Well, so much for that eagerly awaited legal battle! After inching toward a historic court case in which ebook reader maker Barnes & Noble would finally test the validity of Microsoft’s Android-based patents, the two firms suddenly announced a sweeping settlement this week. Not only that, but Barnes & Noble and Microsoft are also partnering to help spin off the Nook ebook reader platform as a new company.

What?!

The sudden settlement of the Barnes & Noble patent-infringement lawsuit would be blockbuster news on its own. But with the two companies now partnering on a Nook spinoff—to be called Newco, of all things—all bets are off. The two one-time enemies are now ... partners.

“The shift to digital is putting the world’s libraries and newsstands in the palm of every person’s hand, and is the beginning of a journey that will impact how people read, interact with, and enjoy new forms of content,” Microsoft President Andy Lees said in a prepared statement. “Our complementary assets will accelerate e-reading innovation across a broad range of Windows devices, enabling people to not just read stories, but to be part of them. We’re at the cusp of a revolution in reading.”

Under the terms of the settlement, both Barnes & Noble and Newco have acquired “a royalty-bearing license under Microsoft’s patents” for the Nook ebook reader and tablet products, which was Microsoft’s goal in the first place: to get Barnes & Noble to pay a licensing fee for the infringing technologies used by the Android OS at the heart of the Nook.

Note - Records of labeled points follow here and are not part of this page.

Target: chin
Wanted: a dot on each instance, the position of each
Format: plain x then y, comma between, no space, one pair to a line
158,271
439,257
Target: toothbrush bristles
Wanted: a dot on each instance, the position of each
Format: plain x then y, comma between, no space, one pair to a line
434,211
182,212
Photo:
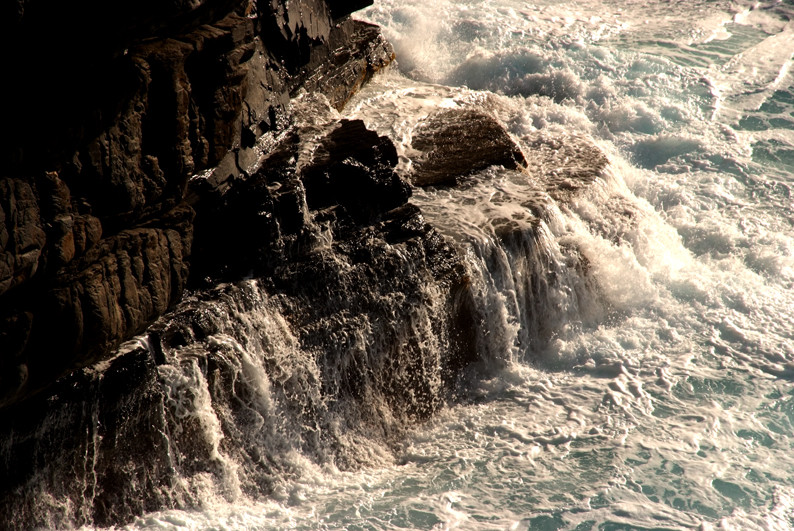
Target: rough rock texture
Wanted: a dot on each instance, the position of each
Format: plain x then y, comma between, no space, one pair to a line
457,142
95,231
346,267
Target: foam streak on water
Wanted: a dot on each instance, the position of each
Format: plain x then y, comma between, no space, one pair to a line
638,335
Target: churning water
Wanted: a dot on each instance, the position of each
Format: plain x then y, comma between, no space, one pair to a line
637,334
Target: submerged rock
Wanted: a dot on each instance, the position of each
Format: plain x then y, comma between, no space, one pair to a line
458,142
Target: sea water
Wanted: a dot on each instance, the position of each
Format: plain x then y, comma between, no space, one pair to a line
651,386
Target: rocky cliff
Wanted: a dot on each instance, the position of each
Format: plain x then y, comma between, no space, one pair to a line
112,108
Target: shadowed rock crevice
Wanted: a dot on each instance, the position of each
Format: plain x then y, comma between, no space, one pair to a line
95,232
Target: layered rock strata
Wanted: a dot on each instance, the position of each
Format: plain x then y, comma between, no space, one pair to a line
355,321
95,231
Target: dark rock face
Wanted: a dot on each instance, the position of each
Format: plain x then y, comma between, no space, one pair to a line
457,142
95,231
350,278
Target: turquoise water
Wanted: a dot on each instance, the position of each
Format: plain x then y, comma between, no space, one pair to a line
656,390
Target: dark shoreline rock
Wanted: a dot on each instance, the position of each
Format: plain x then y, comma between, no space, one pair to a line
454,143
95,229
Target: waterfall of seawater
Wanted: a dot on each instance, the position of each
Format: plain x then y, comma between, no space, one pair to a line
600,338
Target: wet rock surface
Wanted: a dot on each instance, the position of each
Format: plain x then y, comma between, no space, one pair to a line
95,230
356,316
458,142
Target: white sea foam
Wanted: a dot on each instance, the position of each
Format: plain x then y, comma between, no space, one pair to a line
649,389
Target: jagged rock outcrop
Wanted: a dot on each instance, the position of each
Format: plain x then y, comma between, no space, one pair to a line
357,323
95,231
454,143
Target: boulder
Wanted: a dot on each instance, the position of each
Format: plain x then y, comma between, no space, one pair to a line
454,143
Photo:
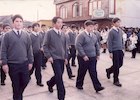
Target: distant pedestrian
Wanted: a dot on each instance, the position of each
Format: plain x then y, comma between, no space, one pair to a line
17,57
115,47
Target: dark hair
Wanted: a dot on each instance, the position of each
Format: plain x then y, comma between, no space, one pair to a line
63,26
29,27
114,20
5,25
1,25
43,25
73,26
54,20
88,22
17,16
94,22
35,24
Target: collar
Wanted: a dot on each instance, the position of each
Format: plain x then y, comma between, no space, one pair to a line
56,30
15,30
87,32
35,33
115,28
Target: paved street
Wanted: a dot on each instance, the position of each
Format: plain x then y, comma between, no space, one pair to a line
130,79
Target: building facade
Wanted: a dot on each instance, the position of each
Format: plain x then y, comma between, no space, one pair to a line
77,11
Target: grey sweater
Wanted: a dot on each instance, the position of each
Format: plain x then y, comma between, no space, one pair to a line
55,46
72,37
115,40
16,49
87,45
36,42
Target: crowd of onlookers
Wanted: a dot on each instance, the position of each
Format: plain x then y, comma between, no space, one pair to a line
131,39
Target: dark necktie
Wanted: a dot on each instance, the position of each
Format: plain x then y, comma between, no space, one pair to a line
89,34
18,33
59,33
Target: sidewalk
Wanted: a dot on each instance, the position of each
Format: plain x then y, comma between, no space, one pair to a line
129,78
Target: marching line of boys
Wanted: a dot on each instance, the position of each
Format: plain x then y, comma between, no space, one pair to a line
22,53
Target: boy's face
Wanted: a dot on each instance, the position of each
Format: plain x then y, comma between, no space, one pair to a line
37,28
7,29
117,24
64,29
59,23
18,23
89,28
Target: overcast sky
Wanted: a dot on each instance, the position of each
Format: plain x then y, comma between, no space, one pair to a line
31,10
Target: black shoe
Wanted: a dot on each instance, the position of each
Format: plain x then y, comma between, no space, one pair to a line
40,84
100,89
118,84
79,87
107,74
3,83
71,76
49,88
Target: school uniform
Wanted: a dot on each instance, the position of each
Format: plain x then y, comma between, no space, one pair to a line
36,39
55,46
72,37
17,54
87,45
115,46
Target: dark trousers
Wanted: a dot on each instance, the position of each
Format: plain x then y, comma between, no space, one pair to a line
117,63
44,60
19,74
138,46
72,54
58,68
91,67
69,71
134,51
37,67
3,76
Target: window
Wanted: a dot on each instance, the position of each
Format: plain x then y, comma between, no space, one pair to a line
77,10
63,12
112,6
99,5
94,5
80,10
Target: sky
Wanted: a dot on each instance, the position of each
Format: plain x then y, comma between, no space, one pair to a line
31,10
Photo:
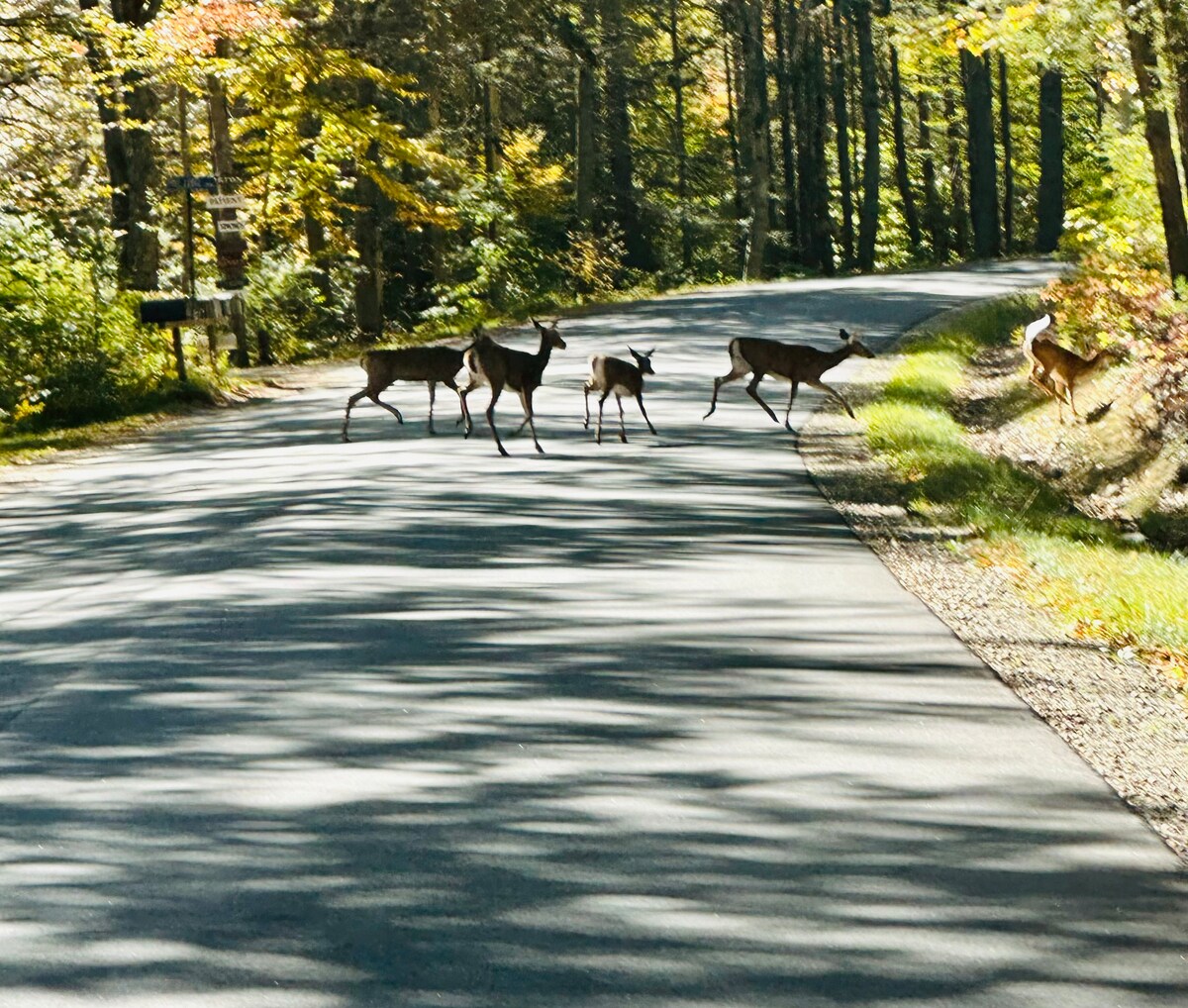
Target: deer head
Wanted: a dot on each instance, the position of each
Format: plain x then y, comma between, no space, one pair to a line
644,360
549,333
855,348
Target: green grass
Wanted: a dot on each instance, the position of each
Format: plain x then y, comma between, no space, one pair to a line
1082,568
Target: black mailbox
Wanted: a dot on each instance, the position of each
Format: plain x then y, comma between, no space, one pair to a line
166,312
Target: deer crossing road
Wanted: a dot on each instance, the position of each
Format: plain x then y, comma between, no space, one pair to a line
289,722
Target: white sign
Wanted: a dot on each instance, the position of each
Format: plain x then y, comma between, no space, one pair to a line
226,202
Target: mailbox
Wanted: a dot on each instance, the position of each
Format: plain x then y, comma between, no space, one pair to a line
191,310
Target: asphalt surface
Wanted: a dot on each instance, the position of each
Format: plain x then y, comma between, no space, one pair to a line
286,722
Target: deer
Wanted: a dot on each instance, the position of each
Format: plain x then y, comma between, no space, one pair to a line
1055,371
612,374
499,366
794,362
407,363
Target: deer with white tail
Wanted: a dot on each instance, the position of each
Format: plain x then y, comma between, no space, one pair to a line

So Newco will indeed pay a royalty to Microsoft for each Nook device sold going forward.

And Microsoft now owns 17.6 percent of Newco, thanks to a $300 million investment in an entity that is valued at $1.7 billion. Barnes & Noble owns the remaining 82.4 percent of Newco, which will operate as a subsidiary and continue to supply the Nook devices to the firm’s retail locations. Barnes & Noble revealed its plans to spin off Nook in January, when the troubled bookseller revealed that future investments in the platform would be costly.

Newco will also develop a Nook app for Windows 8, as Amazon has done for its Kindle ebook reader platform. That said, one has to believe such an app would have been created regardless. The bigger deal, perhaps, is the possibility that Newco will abandon the use of Android in its Nook devices and move to Windows. A publicly presented Microsoft slide previously listed an ebook reader as a Windows 8 device type alongside traditional PCs, laptops and ultrabooks, tablets, and slates. At the time, it seemed like a curious inclusion. But the sweeping deal with Barnes & Noble might put that in perspective.